Calculate the mass fraction of the yield of copper hydroxide, when reacting 22.4 g of potassium hydroxide

Calculate the mass fraction of the yield of copper hydroxide, when reacting 22.4 g of potassium hydroxide with copper sulfate, if 15 g of copper hydroxide is obtained during the reaction.
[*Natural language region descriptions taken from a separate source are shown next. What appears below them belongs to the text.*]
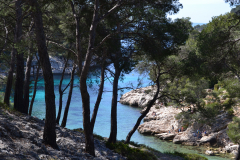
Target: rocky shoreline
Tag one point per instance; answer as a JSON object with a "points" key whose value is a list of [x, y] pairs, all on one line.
{"points": [[21, 138], [161, 120]]}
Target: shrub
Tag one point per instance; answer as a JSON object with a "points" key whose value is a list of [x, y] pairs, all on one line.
{"points": [[216, 87], [187, 156], [147, 91], [131, 153]]}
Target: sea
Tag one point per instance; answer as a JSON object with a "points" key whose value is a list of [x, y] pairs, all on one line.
{"points": [[126, 115]]}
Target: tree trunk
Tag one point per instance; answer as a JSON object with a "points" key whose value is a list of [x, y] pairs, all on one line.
{"points": [[238, 154], [27, 81], [35, 90], [99, 97], [89, 141], [61, 93], [64, 121], [49, 135], [144, 113], [18, 94], [10, 78], [113, 134]]}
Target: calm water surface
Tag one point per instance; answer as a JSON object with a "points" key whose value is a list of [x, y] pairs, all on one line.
{"points": [[127, 116]]}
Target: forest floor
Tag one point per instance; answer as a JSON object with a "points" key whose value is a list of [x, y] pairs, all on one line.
{"points": [[21, 138]]}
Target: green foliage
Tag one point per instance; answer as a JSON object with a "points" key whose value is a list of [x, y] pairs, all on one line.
{"points": [[148, 91], [131, 153], [188, 156], [216, 87], [234, 130]]}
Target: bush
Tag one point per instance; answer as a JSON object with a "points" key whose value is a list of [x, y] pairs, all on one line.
{"points": [[216, 87], [148, 91], [130, 153], [188, 156], [230, 112]]}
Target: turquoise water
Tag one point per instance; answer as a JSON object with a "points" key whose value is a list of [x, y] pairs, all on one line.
{"points": [[127, 116]]}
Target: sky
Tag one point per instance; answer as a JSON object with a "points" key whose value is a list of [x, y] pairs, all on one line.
{"points": [[202, 11]]}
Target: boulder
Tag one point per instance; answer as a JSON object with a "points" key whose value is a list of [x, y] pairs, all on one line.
{"points": [[210, 153], [165, 136]]}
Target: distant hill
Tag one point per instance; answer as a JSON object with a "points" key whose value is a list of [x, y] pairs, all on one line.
{"points": [[199, 26]]}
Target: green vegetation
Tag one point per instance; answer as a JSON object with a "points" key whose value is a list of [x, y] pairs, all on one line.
{"points": [[234, 130], [131, 153], [187, 156]]}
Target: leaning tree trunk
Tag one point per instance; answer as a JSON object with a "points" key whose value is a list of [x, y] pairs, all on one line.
{"points": [[113, 133], [18, 93], [10, 78], [34, 91], [64, 121], [49, 134], [144, 113], [89, 141], [61, 93], [238, 153], [27, 81], [99, 97]]}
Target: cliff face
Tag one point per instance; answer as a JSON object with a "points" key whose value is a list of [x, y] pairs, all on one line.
{"points": [[138, 97], [161, 122]]}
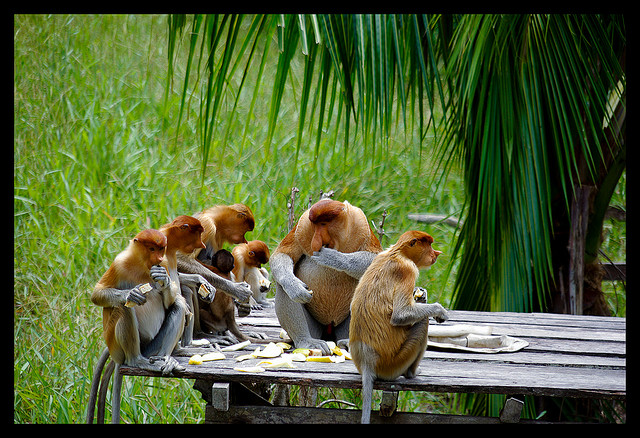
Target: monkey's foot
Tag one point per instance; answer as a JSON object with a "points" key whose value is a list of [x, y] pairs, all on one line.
{"points": [[314, 344], [410, 374], [170, 364]]}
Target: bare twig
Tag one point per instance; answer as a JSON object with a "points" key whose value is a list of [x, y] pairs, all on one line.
{"points": [[380, 228], [291, 207]]}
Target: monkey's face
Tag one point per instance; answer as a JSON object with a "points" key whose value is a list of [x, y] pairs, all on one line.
{"points": [[190, 239]]}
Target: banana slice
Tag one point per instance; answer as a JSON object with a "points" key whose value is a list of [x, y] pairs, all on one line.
{"points": [[238, 346], [145, 288], [250, 369], [216, 355], [271, 350]]}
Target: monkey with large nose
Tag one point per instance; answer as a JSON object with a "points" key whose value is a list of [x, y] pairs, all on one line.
{"points": [[388, 329]]}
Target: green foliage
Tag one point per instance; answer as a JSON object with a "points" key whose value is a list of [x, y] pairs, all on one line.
{"points": [[97, 157], [530, 95]]}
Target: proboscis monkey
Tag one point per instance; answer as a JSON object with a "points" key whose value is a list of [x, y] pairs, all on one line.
{"points": [[153, 325], [317, 267], [132, 317], [218, 317], [388, 329], [221, 223], [184, 236], [249, 258]]}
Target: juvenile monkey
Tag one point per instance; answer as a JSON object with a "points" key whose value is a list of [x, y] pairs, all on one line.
{"points": [[219, 316], [221, 223], [317, 267], [128, 327], [184, 236], [152, 328], [249, 258], [388, 330]]}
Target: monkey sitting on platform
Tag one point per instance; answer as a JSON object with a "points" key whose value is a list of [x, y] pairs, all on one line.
{"points": [[388, 329]]}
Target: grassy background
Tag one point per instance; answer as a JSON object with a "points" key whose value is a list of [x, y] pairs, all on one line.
{"points": [[97, 158]]}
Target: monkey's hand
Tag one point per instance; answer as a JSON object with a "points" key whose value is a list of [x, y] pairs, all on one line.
{"points": [[205, 286], [420, 294], [160, 276], [298, 291], [136, 296], [282, 271], [353, 264], [438, 312]]}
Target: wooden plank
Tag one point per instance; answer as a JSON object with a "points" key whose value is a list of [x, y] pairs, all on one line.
{"points": [[303, 415], [573, 356]]}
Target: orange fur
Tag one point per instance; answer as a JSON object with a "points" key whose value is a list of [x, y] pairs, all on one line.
{"points": [[338, 225], [225, 223]]}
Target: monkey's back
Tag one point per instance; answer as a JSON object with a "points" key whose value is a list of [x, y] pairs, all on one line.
{"points": [[371, 310], [332, 291]]}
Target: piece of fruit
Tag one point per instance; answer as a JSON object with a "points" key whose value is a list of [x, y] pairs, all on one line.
{"points": [[271, 350], [250, 369], [216, 355], [238, 346]]}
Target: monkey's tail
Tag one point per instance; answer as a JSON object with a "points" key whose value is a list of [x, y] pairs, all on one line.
{"points": [[93, 393], [368, 378]]}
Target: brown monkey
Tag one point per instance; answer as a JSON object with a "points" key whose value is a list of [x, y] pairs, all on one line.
{"points": [[219, 316], [126, 328], [184, 236], [221, 223], [317, 267], [249, 258], [150, 330], [388, 330]]}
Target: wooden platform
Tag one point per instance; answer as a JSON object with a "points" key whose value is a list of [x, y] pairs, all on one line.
{"points": [[567, 356]]}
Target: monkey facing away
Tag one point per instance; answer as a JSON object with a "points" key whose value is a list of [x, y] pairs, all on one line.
{"points": [[142, 327], [218, 317], [221, 223], [132, 317], [388, 329], [317, 267], [249, 258]]}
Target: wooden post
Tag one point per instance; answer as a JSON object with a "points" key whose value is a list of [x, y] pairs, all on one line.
{"points": [[388, 403], [579, 222]]}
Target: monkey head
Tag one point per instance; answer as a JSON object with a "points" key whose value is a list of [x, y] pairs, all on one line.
{"points": [[328, 219], [257, 252], [152, 245], [185, 234], [416, 246], [238, 221], [223, 260]]}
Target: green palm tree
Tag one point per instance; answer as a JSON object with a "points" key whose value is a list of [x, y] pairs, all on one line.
{"points": [[532, 106]]}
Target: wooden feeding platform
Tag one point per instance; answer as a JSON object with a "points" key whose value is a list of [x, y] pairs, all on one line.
{"points": [[567, 356]]}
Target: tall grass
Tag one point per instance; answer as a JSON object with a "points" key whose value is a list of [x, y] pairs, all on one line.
{"points": [[97, 157]]}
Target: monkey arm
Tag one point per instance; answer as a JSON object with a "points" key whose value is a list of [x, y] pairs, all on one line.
{"points": [[188, 265], [353, 264], [282, 271], [112, 297]]}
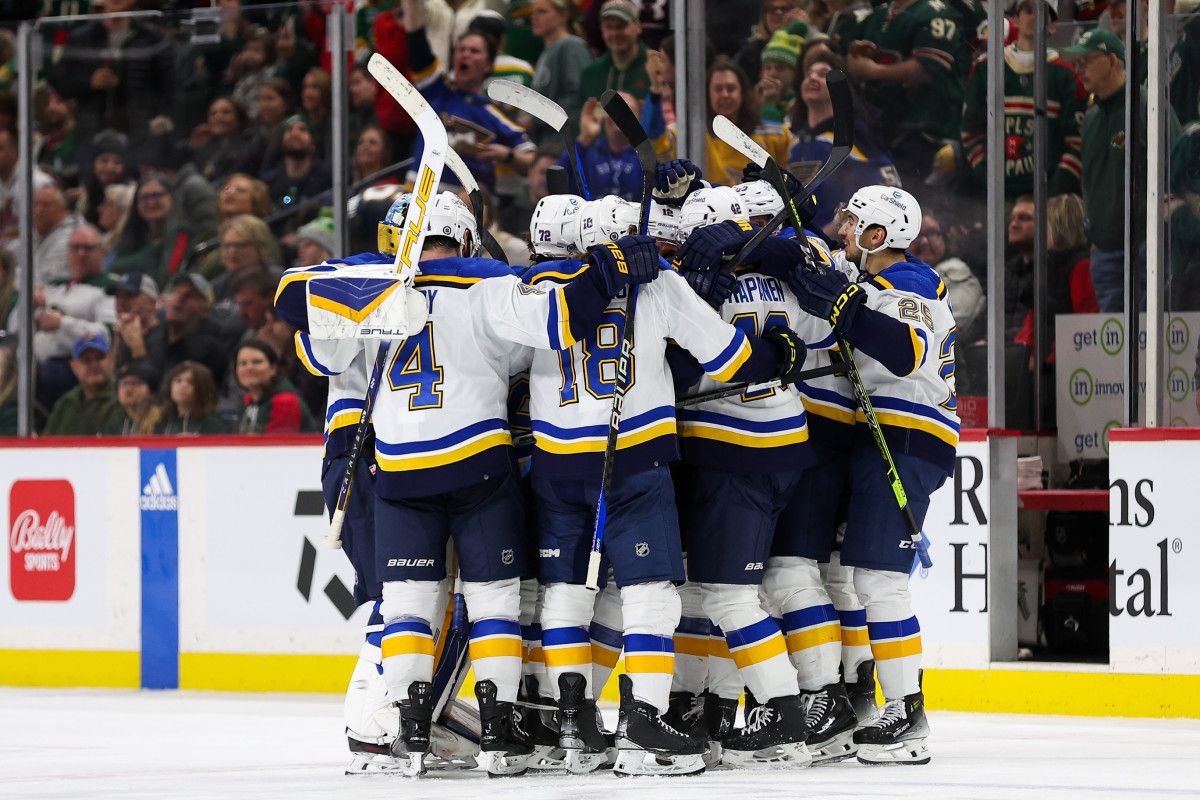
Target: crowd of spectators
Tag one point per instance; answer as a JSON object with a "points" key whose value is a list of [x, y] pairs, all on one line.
{"points": [[181, 167]]}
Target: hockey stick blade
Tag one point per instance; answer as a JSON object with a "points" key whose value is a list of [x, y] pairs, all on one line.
{"points": [[408, 254]]}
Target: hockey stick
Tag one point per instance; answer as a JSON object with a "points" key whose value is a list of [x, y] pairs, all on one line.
{"points": [[429, 175], [773, 173], [843, 143], [454, 161], [624, 118], [547, 112]]}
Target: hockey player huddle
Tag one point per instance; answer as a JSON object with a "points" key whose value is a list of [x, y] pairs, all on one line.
{"points": [[753, 546]]}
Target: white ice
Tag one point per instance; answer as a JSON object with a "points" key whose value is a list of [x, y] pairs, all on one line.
{"points": [[81, 744]]}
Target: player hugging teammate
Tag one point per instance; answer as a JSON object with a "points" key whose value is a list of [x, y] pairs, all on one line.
{"points": [[721, 572]]}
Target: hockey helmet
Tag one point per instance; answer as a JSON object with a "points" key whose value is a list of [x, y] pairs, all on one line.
{"points": [[707, 206], [447, 216], [607, 218], [760, 198], [893, 209], [555, 226]]}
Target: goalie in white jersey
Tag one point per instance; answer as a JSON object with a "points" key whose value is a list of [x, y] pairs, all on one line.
{"points": [[899, 322], [571, 401], [444, 451]]}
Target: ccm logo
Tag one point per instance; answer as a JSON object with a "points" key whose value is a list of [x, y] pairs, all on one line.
{"points": [[409, 561], [41, 540]]}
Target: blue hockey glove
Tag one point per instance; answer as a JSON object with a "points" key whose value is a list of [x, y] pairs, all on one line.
{"points": [[675, 180], [791, 352], [707, 247], [625, 262], [828, 294]]}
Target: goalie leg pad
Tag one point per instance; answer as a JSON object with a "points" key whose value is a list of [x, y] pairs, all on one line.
{"points": [[754, 638], [652, 613], [493, 607], [565, 644], [810, 621], [893, 629]]}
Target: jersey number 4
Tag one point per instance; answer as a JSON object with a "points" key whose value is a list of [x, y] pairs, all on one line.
{"points": [[415, 366], [600, 354]]}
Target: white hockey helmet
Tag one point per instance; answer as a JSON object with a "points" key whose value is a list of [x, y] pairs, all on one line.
{"points": [[893, 209], [664, 223], [707, 206], [448, 216], [555, 226], [607, 218], [760, 198]]}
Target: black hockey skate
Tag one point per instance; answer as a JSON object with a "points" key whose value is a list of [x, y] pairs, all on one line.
{"points": [[773, 735], [862, 692], [647, 745], [720, 716], [579, 726], [415, 717], [898, 735], [503, 741], [543, 727], [831, 722]]}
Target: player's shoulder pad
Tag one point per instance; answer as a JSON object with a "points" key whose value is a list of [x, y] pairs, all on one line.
{"points": [[558, 271], [912, 277]]}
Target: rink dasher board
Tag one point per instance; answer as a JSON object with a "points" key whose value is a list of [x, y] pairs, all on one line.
{"points": [[261, 606]]}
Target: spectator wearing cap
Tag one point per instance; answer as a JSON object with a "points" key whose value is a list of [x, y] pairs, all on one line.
{"points": [[775, 16], [53, 223], [1099, 60], [135, 301], [562, 62], [149, 242], [191, 402], [486, 139], [301, 173], [270, 403], [69, 308], [136, 411], [1065, 109], [778, 76], [83, 410], [623, 64], [109, 158], [120, 71]]}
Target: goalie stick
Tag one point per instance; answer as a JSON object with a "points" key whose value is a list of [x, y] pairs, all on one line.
{"points": [[547, 112], [737, 139], [624, 118], [429, 175], [454, 161]]}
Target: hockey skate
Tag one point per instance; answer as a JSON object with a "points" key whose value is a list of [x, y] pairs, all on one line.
{"points": [[504, 744], [862, 693], [829, 720], [415, 719], [773, 735], [647, 745], [543, 727], [898, 735], [720, 715]]}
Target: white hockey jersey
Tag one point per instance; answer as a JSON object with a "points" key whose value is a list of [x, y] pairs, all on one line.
{"points": [[571, 391]]}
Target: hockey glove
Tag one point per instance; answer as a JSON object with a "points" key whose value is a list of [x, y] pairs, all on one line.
{"points": [[707, 247], [629, 260], [791, 352], [828, 294], [713, 286], [675, 180]]}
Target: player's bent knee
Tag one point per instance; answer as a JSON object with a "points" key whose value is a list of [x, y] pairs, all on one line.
{"points": [[492, 599]]}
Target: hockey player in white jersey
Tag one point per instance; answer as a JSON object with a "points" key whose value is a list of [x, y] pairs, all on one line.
{"points": [[444, 453], [900, 325], [571, 398]]}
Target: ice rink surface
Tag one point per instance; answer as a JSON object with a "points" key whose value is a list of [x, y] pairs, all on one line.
{"points": [[79, 744]]}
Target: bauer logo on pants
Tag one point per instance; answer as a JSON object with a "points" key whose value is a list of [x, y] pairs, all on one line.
{"points": [[41, 540]]}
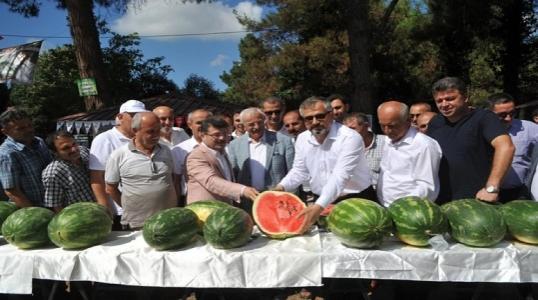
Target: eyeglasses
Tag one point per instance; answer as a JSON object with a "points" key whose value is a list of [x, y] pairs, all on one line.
{"points": [[273, 112], [503, 115], [319, 117]]}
Let’s implement the solution:
1. Let’s write down the equation and arrange the coefficients:
2KOH + CuSO4 = Cu (OH) 2 + K2SO4 – ion exchange reaction, copper hydroxide precipitate was formed;
2. Find the molar masses of substances:
M (KOH) = 39.1 + 16 + 1 = 56.1 g / mol;
M Cu (OH) 2 = 63.5 + (16 + 1) * 2 = 97.5 g / mol;
3. Let’s calculate the number of mol of potassium hydroxide, if the mass is known:
Y (KOH) = m / M = 22.4 / 56.1 = 0.339 mol;
4. Let’s make the proportion using the given equations:
0.339 mol (KOH) – X mol Cu (OH) 2;
2 mol -1 mol hence, X mol Cu (OH) 2 = 0.339 * 1/2 = 0.169 mol;
5. Determine the theoretical mass of copper hydroxide:
m (theoretical) = Y * M = 0.169 * 97.5 = 16.47 g;
6. Let’s calculate the mass fraction of the output of copper hydroxide by the formula:
W = m (practical) / m (theoretical) * 100 = 15 / 16.47 = 91.07%.
Answer: The mass fraction of the output of copper hydroxide is 91.07%.